Mankaki village head (standing) and "Uncle" Suraj
This September 4 we met with our 58 Blossom Bus riders, their parents and the heads of five villages at Mankaki school in Hathin block, Mewat for a community Sports Day to celebrate the impact of education. Unfortunately, the weather didn’t cooperate and the sports activities were rained out, but those present took the opportunity to gather and discuss the wonderful benefit of the Blossom Bus project and their hopes for the future of girls’ education in Mewat.

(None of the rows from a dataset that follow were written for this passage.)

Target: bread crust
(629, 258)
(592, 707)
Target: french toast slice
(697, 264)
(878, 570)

The families told us that the Blossom Bus is now well known throughout Mewat, and it would easily be filled by girls from every village if we could meet the demand. The village head of Mankaki shared his gratitude for what he called a “trend-setter service” which he believes will change the face of Mewat. (Mankaki is the home of our beneficiary Anjum, who wrote a stunning manifesto of women’s rights a few months ago.)
Parents and village heads alike spoke about how important the project is for girls who never thought they would go to school past grade 8, since parents consider it unsafe for their daughters to walk four to five kilometers to neighboring villages where the only secondary schools are available. Project Manager Suraj Kumar (affectionately called “Uncle” in the villages) acknowledged the support of all the villagers, and thanked them for the tremendous faith and trust they showed in our staff.
Suraj also took the opportunity to discuss more broadly the Right to Education Act of 2009, effective April 1, 2010, which guarantees free quality education for all Indian children up to grade 8. He asked those present to raise demand for school transport, which should rightly be provided by the government to girls so that their right to education can be realized.
This fall, we will be expanding to provide bus transportation to 100 young women on five buses to attend secondary school. The villagers and Blossom Bus riders agreed that girls now studying in grade 9 and 10 are the first in their villages to reach these grades – and that prior to the project they could not have achieved this dream in a district which posted a 2 percent female literacy rate in India's 2001 census.
The 58 Blossom Bus riders were given school bags and uniforms, as were 40 other girls from Mankaki village for encouragement. All children present were given sweets, a rare treat, as a token of appreciation for their participation. Our warmest and sincerest thanks to each and every one of you, who have helped bring this remarkable project to life.